Bcl-2 is an important anti-apoptotic protein and Bax is a crucial pro-apoptotic protein. Apoptotic activity can be reflected by the ratio of Bcl-2/Bax (24). The nuclear enzyme poly(ADP-ribose) polymerase (PARP) is a key modulator of the apoptotic pathway, which can be proteolytically cleaved by caspase-3/7 when cell apoptosis occurs (35). In the present study, C646 treatment decreased the ratio of Bcl-2/Bax in the 5 GC cell lines. In addition, cleaved PARP was discovered in SGC-7901, MKN45 and MGC-803 cells. Consequently, C646 may induce apoptosis of GC cells through different pathways.
As members of the matrix metalloproteinase family, MMP7 and MMP9 are involved in tumour metastasis, and their expression is associated with the invasion activity of cancer cells. The expression of MMP7 and MMP9 mRNA was detected in 5 GC cells after C646 treatment. For the SGC-7901, MKN45 and KATO III cell lines, the MMP expression trends could explain the previous migration and invasion results. While C646 increased the mRNA expression of MMP7 and (or) MMP9 in the BGC-823 and MGC-803 cell lines, the results are inconsistent with previous reports. Tumour metastasis is a highly complex process that is closely associated with EMT. He et al (36) found that mesothelin (MSLN) played an essential role in cell adhesion, migration and invasion of many solid tumour cells (such as human lung cancer cells and mesothelioma cells) by regulating EMT. In addition, reports have revealed that MSLN is expressed in many GCs and associated with lymphatic involvement, tumour invasion and the 5-year survival rate of GC patients (37–39). We speculate that C646 might affect the migration and invasion of MGC-803 and BGC-823 cells by regulating the expression of MSLN or other MMPs that were not quantified in the present study.

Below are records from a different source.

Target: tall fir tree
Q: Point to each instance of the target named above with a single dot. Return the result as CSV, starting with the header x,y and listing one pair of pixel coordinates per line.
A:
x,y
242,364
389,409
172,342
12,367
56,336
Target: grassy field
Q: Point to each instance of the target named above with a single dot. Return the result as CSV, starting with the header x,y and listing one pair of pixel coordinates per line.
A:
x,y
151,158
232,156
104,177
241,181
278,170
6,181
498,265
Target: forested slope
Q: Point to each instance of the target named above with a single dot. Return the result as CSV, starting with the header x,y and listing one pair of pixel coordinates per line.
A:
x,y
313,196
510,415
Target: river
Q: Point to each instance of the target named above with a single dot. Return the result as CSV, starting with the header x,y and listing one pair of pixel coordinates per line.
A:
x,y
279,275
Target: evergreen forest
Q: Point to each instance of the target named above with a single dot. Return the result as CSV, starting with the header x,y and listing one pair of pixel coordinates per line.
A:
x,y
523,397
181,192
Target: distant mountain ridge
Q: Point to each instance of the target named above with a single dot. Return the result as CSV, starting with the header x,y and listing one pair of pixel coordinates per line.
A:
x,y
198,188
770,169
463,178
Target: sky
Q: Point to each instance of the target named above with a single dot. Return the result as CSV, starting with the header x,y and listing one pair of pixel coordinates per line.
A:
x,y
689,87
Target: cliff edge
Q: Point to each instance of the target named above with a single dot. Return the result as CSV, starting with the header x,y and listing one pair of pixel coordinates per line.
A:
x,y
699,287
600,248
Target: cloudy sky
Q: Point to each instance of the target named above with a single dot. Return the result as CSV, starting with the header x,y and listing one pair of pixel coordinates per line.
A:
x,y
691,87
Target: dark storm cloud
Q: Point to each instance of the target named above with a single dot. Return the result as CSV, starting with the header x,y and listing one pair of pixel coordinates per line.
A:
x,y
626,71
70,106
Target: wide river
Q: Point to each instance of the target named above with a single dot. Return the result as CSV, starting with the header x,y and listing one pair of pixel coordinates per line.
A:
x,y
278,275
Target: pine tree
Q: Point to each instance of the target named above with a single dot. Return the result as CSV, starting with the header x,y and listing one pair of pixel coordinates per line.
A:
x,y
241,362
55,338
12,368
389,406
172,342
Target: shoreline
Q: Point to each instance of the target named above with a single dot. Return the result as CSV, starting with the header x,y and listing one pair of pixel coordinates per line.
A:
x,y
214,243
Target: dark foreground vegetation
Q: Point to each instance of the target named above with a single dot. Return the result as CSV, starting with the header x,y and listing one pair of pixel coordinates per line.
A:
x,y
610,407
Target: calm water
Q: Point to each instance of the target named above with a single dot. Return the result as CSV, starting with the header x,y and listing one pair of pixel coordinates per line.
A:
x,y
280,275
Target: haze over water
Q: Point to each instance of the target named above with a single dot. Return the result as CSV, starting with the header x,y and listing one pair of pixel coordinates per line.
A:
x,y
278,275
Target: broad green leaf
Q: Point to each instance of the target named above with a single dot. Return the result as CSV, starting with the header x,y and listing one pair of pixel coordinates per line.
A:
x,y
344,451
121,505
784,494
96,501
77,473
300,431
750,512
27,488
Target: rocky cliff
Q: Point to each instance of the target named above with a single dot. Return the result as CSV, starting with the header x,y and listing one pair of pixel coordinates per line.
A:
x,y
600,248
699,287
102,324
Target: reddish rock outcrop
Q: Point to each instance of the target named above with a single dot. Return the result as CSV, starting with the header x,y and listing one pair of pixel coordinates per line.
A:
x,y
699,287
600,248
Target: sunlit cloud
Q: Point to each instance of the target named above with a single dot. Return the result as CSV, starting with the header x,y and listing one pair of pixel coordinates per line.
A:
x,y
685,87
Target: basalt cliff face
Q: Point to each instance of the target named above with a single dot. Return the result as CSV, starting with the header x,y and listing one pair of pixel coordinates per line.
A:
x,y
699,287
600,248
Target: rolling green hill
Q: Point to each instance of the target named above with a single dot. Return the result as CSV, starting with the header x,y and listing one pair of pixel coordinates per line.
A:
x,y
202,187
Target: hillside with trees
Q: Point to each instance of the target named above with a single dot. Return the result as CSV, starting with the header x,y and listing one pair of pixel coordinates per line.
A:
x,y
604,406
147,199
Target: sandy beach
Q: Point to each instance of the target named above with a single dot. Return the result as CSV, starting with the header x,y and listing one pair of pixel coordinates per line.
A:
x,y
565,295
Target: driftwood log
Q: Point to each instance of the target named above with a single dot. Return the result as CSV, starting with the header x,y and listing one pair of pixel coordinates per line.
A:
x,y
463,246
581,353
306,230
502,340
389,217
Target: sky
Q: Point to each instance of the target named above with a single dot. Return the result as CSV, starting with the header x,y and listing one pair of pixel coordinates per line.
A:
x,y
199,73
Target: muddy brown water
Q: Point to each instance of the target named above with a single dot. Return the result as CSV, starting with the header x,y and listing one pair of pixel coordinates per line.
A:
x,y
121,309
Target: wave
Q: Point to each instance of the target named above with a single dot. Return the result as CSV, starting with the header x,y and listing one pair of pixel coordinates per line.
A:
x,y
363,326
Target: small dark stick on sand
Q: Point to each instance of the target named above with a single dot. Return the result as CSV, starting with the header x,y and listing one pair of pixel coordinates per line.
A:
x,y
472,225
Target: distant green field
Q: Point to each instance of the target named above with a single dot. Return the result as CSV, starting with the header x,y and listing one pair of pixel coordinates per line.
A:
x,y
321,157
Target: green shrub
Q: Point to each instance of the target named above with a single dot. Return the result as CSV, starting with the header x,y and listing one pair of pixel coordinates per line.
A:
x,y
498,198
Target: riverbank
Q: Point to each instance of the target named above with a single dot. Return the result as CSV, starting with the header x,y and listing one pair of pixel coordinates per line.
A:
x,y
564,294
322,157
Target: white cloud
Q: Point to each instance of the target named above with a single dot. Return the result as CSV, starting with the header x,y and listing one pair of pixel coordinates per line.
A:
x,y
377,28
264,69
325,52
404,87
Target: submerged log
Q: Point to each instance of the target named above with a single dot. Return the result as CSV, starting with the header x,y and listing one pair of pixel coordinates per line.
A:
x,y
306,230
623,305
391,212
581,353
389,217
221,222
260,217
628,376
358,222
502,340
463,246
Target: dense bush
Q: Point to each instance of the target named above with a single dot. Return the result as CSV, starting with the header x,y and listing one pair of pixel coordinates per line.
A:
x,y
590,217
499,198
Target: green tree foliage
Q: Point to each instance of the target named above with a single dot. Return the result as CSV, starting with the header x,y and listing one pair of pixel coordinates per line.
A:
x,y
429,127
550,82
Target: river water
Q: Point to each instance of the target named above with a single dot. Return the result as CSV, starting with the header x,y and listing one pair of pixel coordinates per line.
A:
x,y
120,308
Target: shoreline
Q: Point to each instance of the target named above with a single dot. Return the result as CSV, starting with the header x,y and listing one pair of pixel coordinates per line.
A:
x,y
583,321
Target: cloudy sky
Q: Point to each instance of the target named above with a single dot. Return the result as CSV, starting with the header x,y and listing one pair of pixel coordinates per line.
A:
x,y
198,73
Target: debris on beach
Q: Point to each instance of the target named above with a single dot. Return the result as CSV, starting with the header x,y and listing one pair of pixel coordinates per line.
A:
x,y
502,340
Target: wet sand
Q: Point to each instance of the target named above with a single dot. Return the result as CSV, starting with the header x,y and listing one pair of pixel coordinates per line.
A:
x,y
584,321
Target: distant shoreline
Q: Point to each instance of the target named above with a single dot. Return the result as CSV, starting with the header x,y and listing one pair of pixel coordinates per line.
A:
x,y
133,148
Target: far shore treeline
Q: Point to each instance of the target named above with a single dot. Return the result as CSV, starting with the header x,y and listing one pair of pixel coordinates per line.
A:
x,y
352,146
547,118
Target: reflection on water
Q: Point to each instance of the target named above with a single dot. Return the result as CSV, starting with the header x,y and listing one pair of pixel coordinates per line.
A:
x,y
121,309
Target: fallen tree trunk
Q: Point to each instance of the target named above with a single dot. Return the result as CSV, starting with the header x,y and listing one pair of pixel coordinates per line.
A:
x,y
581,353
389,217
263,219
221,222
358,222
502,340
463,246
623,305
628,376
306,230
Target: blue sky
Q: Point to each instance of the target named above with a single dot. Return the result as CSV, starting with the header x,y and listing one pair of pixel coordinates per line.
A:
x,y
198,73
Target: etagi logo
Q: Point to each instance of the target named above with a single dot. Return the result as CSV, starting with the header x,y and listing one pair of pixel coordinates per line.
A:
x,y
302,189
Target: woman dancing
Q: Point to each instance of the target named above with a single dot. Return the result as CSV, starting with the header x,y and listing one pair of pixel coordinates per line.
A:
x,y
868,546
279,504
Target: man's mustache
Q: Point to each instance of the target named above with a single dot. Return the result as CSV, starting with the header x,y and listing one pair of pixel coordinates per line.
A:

In conclusion, p300/CBP might contribute to the carcinogenesis and development of GC. The p300/CBP inhibitor C646 inhibited cell growth, blocked the cell cycle and promoted cell apoptosis in GC cells by regulating the c-Met/Akt pathway and the expression of Bcl2, PARP and cyclin D1. Additionally, C646 exhibited a potent inhibitory effect on migration and invasion in poorly differentiated, undifferentiated or signetring GC cells. Based on these results, C646 is a potential treatment for multi-type (except the moderately differentiated type) GC.